Each of the exhibition's five sections tackles a theme. "Urban Critique" includes Michael Wolf's "Transparent City #6," from 2007-08, a cropped photo of Chicago's own Marina Towers that looks almost abstract—a tapestry of sorts woven from apartment windows in a style typical of this Hong Kong-based photographer. In a 2011 piece, New York artist Enoc Perez, known for a brushless technique that positions his work somewhere between paintings and prints, depicts the same towers as a pair of striking red monoliths.

A section titled "Improvisation" is anchored by a room-size piece by the French artist Kader Attia. His "Untitled (Skyline)," from 2007, includes 80 refrigerators of various sizes, blanketed with thousands of tiny mirrors.

Skyscrapers are worlds unto themselves. And many artists trained as architects.

Another section, titled "Personification of Architecture," includes Madelon Vriesendorp's 1975 "Flagrant Délit," which roughly translates to "Caught in the Act" and cheekily shows a skyscraper catching two fellow towers together in bed.
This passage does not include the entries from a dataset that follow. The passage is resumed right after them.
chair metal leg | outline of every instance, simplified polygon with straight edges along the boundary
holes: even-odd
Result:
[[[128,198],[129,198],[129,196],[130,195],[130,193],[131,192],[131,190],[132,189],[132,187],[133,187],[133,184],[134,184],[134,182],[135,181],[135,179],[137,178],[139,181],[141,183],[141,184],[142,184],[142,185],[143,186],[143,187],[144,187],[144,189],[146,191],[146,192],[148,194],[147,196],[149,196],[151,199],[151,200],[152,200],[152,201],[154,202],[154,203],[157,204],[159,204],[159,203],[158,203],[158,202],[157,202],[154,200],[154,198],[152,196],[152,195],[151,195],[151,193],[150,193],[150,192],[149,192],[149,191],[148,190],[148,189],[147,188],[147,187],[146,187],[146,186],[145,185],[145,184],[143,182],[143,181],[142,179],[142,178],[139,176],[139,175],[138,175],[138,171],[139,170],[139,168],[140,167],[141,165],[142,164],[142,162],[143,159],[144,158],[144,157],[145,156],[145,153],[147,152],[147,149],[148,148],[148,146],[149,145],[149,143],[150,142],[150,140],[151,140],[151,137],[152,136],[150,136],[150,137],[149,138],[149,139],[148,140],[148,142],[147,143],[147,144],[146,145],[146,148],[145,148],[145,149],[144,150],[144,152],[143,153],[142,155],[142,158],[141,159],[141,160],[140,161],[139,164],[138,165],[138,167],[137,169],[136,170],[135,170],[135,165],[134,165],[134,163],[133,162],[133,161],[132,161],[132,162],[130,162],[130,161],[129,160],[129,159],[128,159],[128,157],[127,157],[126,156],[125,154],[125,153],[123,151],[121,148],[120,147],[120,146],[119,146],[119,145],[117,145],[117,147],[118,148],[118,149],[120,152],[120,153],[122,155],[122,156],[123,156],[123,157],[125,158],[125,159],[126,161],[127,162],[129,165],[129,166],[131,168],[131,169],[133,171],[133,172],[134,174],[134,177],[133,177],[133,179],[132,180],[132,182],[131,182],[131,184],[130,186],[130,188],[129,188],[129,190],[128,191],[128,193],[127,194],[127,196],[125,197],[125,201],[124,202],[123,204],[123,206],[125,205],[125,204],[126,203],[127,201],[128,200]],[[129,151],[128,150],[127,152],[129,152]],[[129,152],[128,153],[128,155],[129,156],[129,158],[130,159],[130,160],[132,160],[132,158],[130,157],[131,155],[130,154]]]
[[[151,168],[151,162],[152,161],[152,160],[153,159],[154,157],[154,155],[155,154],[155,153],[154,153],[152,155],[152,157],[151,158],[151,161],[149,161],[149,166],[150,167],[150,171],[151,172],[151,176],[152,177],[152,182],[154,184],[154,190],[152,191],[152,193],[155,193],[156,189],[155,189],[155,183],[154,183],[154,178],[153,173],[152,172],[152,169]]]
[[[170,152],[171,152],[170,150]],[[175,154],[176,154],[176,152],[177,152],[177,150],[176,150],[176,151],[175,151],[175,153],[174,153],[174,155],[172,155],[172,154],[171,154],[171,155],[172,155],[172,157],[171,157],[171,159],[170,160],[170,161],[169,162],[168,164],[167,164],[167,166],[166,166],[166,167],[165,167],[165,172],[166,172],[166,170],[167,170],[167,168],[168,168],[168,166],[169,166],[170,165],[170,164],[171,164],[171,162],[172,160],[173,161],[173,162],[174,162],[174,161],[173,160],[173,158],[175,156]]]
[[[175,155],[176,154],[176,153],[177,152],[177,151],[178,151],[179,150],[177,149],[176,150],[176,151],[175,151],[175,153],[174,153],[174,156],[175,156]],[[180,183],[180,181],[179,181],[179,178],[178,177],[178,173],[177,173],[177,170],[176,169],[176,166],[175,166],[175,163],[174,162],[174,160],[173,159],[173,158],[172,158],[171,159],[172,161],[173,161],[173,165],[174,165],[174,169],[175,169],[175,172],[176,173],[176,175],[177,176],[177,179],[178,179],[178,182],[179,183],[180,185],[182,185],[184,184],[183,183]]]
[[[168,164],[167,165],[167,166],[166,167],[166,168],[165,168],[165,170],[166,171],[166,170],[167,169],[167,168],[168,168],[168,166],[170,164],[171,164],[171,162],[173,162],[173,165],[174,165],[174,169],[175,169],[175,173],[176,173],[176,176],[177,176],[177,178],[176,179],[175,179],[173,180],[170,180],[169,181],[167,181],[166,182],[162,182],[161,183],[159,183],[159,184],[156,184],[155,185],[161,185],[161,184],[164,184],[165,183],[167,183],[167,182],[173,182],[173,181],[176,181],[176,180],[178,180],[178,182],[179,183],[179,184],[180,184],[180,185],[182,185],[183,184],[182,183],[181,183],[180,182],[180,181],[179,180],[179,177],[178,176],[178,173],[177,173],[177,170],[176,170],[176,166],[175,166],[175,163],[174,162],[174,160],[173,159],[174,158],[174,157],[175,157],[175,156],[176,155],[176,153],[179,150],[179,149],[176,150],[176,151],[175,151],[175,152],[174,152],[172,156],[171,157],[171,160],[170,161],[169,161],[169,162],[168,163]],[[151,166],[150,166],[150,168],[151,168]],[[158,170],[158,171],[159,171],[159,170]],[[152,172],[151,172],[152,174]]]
The image graced the cover of "Delirious New York," a well-known 1978 manifesto written by her husband, the architect Rem Koolhaas.

The proverbial elephant in the gallery is the 9/11 World Trade Center attack, tackled in the exhibition section "Vulnerability of Icons."

For "Exploded City," a cluster-like installation from 2009, Turkish artist Ahmet Ögüt crafted scale models of all of the buildings that were attacked by terrorists in the years leading up to and following 9/11, including the Alfred P. Murrah Federal Building in Oklahoma City and the Oberoi-Trident Hotel in Mumbai.

Eerier yet is Robert Moskowitz's "Skyscraper," from 1998, which presciently depicts the matching behemoths as two solid-black fields of color—dark shadows set against a bleakly gray sky.